Après vingt-cinq années de recherches continues, le site d’Iharkút livre une avancée scientifique majeure. La découverte récente d’un nouveau crâne ne se contente pas de résoudre un débat ancien sur l’identité d’une espèce : elle transforme en profondeur notre compréhension de l’évolution des dinosaures en Eurasie.

 

Depuis un quart de siècle, le gisement d’Iharkút enrichit considérablement la connaissance des écosystèmes européens du Crétacé supérieur, mais la découverte la plus récente dépasse toutes les précédentes.
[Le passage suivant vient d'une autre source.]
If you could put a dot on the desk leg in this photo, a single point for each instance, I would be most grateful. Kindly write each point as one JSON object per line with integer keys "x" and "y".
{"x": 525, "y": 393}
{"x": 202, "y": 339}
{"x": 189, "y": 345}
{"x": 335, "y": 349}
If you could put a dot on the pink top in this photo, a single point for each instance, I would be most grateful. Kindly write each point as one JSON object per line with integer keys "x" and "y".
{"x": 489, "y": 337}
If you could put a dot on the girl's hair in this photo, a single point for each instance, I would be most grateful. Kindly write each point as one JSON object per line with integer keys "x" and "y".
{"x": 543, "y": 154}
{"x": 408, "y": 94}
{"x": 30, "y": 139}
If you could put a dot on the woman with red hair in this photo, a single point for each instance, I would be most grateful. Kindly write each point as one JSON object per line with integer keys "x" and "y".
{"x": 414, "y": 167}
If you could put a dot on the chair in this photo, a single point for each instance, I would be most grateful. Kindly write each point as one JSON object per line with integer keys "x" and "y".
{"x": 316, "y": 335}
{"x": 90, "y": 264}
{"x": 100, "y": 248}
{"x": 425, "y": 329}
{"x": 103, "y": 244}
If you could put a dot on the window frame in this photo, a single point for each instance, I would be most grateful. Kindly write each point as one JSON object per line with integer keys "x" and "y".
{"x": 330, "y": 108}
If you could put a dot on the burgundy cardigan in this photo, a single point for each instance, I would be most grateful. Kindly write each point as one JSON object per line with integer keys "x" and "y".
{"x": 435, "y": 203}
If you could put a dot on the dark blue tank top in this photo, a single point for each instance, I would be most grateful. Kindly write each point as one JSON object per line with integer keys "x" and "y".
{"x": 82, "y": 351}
Grâce à ce nouveau crâne, les chercheurs ont pu démontrer sans équivoque que des dinosaures Ceratopsia – des herbivores à collerette et parfois à cornes – vivaient également en Europe au Crétacé.
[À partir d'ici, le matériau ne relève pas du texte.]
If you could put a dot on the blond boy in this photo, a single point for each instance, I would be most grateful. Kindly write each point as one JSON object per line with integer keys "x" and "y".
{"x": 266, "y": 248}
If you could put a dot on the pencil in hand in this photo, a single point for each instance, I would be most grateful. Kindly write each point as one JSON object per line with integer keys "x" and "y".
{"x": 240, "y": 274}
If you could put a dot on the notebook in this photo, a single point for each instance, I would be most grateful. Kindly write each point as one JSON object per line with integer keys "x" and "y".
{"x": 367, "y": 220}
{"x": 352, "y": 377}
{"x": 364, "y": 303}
Les Ceratopsia, dont fait partie le célèbre Triceratops, étaient jusqu’ici considérés comme extrêmement rares sur le continent européen. À l’inverse, ils étaient largement répandus en Asie et en Amérique du Nord, ce qui laissait penser que l’Europe avait été exclue de leur histoire évolutive. Les nouveaux fossiles d’Iharkút montrent clairement que cette vision était erronée.

Les analyses confirment que Ajkaceratops appartient bien aux Ceratopsia. Cet animal vivait il y a environ 85 millions d’années, à une époque où l’Europe n’était pas un continent continu, mais un archipel d’îles bordant la mer de Téthys. Une étude publiée aujourd’hui dans Nature indique en outre que certains ornithopodes rhabdodontidés, autrefois considérés comme des proches d’Iguanodon et connus uniquement en Europe, étaient en réalité eux aussi des Ceratopsia.

L’étude est dirigée par Susannah Maidment (Natural History Museum, Londres, Royaume-Uni) et Attila Ősi (Université Eötvös Loránd, Budapest, Hongrie). L’équipe internationale qu’ils coordonnent est parvenue à résoudre l’une des énigmes majeures concernant les dinosaures herbivores européens.

Jusqu’à présent, la présence de Ceratopsia en Europe reposait sur quelques fossiles fragmentaires, mal conservés et souvent controversés. La découverte récente de nouveaux spécimens attribués à Ajkaceratops a conduit les chercheurs à réexaminer cette espèce, décrite pour la première fois en 2010 et dont la classification faisait débat.

Grâce à un crâne plus complet, à des images obtenues par tomographie et à des analyses répétées des relations évolutives, l’équipe est parvenue à une conclusion claire. Ajkaceratops était bien un Ceratopsia, et Mochlodon, auparavant décrit comme un rhabdodontidé à partir de fossiles d’Iharkút, appartenait en réalité à la même espèce. Les résultats montrent également que plusieurs dinosaures longtemps classés parmi les rhabdodontidés étaient mal identifiés et relevaient eux aussi des Ceratopsia.

La confirmation de l’existence des Ceratopsia en Europe comble une lacune ancienne dans la compréhension de la dispersion de ces dinosaures à l’échelle de l’hémisphère Nord. Elle incite également à repenser la répartition et le mode de vie des herbivores européens du Mésozoïque.

 

L’importance des collections muséales

 

Les auteurs soulignent enfin que cette étude met en lumière le rôle essentiel des collections muséales. En combinant de nouvelles découvertes avec les techniques d’analyse les plus avancées, il devient possible de réévaluer des spécimens conservés depuis longtemps et d’en extraire de nouvelles informations.

Cette démarche permet de mieux comprendre la biologie et l’évolution de ces animaux, tout en enrichissant notre connaissance globale de l’histoire du vivant.